C’est un peu difficile à expliquer. Si je connaissais la théorie musicale, je pourrais parler de mes modes et de mes choix de tonalité. Mais comme je ne la connais pas, tout ce que je peux dire, c’est que c’est basé sur la texture et l’ambiance. J’ai des émotions que j’essaie d’exprimer ou de provoquer, et je choisis des sons que j’associe à elles. Peu m’importe l’origine du son. Tout est question de l’émotion produite par le bruit.

Quand je crée un disque, je finis par identifier une palette tonale et choisir des sons récurrents pour créer une certaine cohésion. Sur cet EP, c’était le piano lointain. Sur YUKS, c’était un effet granulaire sur chaque morceau. Sur War, c’était un synthétiseur particulier.

5. « How Is It in Reykjavík ? » a été écrite au Beverly Hills Hilton, près de l’endroit où Whitney Houston est décédée. Comment les lieux et leur charge émotionnelle influencent-ils vos compositions ?

J’y pense souvent et j’ai décidé qu’ils sont impossibles à dissocier. Maintenant, je choisis mes lieux de travail en fonction de l’effet que je veux qu’ils aient sur moi.

Mais pour cette chanson, je ne m’attendais pas à ce que l’hôtel m’impacte autant, donc ce fut une surprise. Peut-être parce que c’était temporaire ? Mais ça m’a vraiment frappé. Cette chanson est tellement triste ! Je n’ai jamais été fan de sa musique, mais j’ai de l’empathie pour sa situation et j’ai trouvé sa fin tragique.

La musique a été écrite dans cet hôtel. Les paroles, elles, ont été écrites à différents endroits et réassemblées ensuite. Elles sont presque caricaturales dans leur égocentrisme. Quand j’écoute la chanson aujourd’hui, je souris toujours de son côté extravagant. Le chanteur observe quelqu’un se noyer et se demande s’il le salue ou lui demande de le rejoindre ? Aucun effort pour aider. Mais peut-être que la boucle répétée à la fin suggère qu’il l’a fait ?

6. The Hole est souvent décrit comme à la fois réconfortant et désorientant. Comment travaillez-vous cette dualité, et est-ce une intention consciente dès le départ ?

J’aime la musique triste mais je n’aime pas être triste. Quand j’écris, je n’ai pas de sentiment particulier sur le fait de créer des chansons sombres. Elles arrivent juste. J’ai des chansons joyeuses aussi, mais elles s’accordent rarement avec le reste de ce que j’écris, donc je les mets de côté ou je les transforme plus tard. En revanche, presque toutes mes paroles vivent dans l’ombre. Esprit sombre, je suppose, mais c’est simplement ce que je remarque dans le monde.
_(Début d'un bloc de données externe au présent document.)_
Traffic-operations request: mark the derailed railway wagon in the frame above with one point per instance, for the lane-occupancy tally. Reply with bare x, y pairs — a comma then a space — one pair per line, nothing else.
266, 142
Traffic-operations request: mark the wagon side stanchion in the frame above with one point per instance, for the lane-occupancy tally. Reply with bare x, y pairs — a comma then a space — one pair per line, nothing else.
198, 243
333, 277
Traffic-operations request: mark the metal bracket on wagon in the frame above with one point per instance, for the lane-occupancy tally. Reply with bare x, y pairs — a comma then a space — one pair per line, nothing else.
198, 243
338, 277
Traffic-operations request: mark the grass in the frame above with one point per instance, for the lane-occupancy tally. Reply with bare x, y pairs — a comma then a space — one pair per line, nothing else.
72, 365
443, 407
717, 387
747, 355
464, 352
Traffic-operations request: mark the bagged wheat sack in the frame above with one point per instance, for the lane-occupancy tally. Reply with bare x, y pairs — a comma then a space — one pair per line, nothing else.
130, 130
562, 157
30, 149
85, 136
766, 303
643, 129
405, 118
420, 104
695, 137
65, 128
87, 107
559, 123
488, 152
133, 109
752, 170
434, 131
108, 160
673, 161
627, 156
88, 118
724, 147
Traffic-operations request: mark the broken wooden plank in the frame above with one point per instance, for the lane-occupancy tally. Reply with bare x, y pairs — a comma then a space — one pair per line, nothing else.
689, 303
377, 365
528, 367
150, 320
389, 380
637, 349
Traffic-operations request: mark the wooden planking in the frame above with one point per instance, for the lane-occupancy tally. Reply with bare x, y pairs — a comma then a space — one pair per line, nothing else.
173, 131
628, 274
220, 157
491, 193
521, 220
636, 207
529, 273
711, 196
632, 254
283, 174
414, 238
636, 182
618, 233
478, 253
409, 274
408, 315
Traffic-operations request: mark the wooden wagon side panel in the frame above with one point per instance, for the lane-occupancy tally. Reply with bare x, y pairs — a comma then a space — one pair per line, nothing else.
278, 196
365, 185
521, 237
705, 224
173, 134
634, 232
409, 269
7. Votre musique est souvent qualifiée d’expérimentale et fluide en termes de genre. Comment percevez-vous votre identité musicale aujourd’hui ?
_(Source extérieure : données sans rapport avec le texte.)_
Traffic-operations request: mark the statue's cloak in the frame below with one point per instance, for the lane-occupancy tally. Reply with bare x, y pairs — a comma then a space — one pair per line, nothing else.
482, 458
Elle se situe entre plusieurs genres, et j’ai renoncé à essayer de l’expliquer. Ou peut-être que c’est l’explication ? Les genres existent pour nous aider à comprendre un style et décider rapidement si nous sommes intéressés. Mais ils sont aujourd’hui dépassés. Je pense que c’est pour cela que les services de streaming ont opté pour des catégories basées sur les humeurs.

8. Lorsque vous composez un projet immersif comme The Hole, pensez-vous davantage à l’expérience de l’auditeur ou à votre exploration intérieure ?
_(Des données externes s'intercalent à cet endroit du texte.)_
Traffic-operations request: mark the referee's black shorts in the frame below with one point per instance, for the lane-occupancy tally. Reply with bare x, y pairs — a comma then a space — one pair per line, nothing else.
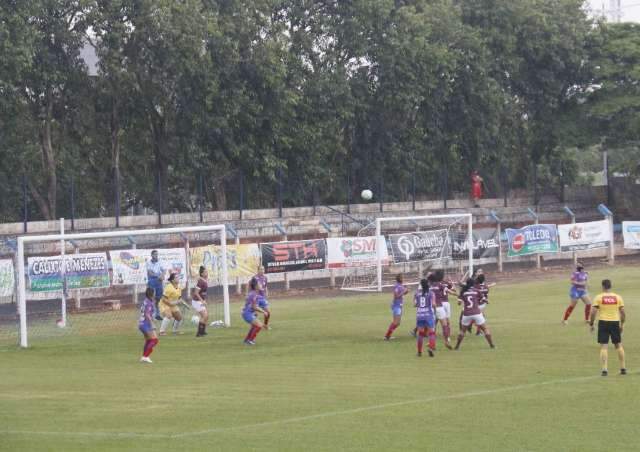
609, 329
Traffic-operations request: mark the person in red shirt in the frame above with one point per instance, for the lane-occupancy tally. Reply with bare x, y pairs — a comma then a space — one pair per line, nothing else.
476, 187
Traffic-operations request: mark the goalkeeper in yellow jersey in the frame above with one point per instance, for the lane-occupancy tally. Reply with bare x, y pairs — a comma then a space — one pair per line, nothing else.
168, 306
611, 316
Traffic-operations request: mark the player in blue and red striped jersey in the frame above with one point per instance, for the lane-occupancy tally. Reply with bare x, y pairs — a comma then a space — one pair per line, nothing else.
399, 291
249, 313
146, 326
263, 303
471, 313
425, 317
577, 292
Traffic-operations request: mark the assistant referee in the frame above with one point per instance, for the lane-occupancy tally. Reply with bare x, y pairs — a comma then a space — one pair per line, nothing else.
610, 308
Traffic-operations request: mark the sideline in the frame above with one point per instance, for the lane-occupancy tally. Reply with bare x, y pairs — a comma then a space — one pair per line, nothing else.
126, 435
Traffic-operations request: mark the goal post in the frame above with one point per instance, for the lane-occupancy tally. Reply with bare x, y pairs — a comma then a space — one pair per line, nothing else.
63, 238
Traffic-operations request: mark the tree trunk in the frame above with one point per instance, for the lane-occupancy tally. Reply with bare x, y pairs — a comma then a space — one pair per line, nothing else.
47, 203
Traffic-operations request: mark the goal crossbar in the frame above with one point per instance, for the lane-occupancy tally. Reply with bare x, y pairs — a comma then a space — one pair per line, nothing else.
380, 220
22, 240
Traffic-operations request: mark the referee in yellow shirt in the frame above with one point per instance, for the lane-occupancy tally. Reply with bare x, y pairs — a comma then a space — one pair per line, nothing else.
610, 308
Je ne pense pas à l’auditeur tant que toutes les chansons ne sont pas terminées. C’est alors que le séquençage prend cela en compte. Pendant l’écriture, il s’agit surtout de savoir si j’aime les chansons ou si elles m’ennuient. Si je suis surpris, je crois que l’auditeur le sera aussi.

9. Après cette descente dans une obscurité plus interne, ressentez-vous l’envie de rester dans cette atmosphère ou d’explorer de nouveaux territoires sonores ?

J’ai un nouvel album en préparation qui poursuit ce chemin, mêlant instrumentaux et chansons structurées que j’ai commencé avec YUKS, puis The Hole. On verra si tout devient plus intégré ou non. Les paroles ne sont jusqu’à présent pas personnelles, j’écris du point de vue de personnages fictifs. Tout est mélancolique cependant (rires).

10. Si The Hole est un refuge qui ne promet pas nécessairement l’évasion, que souhaiteriez-vous que les auditeurs ressentent ou emportent avec eux après l’écoute ?

Un sentiment d’avoir voyagé quelque part hors du temps présent. Une échappée temporelle, comme se réveiller d’un demi-rêve ou sortir d’une méditation. Ce n’est pas de la musique de fond.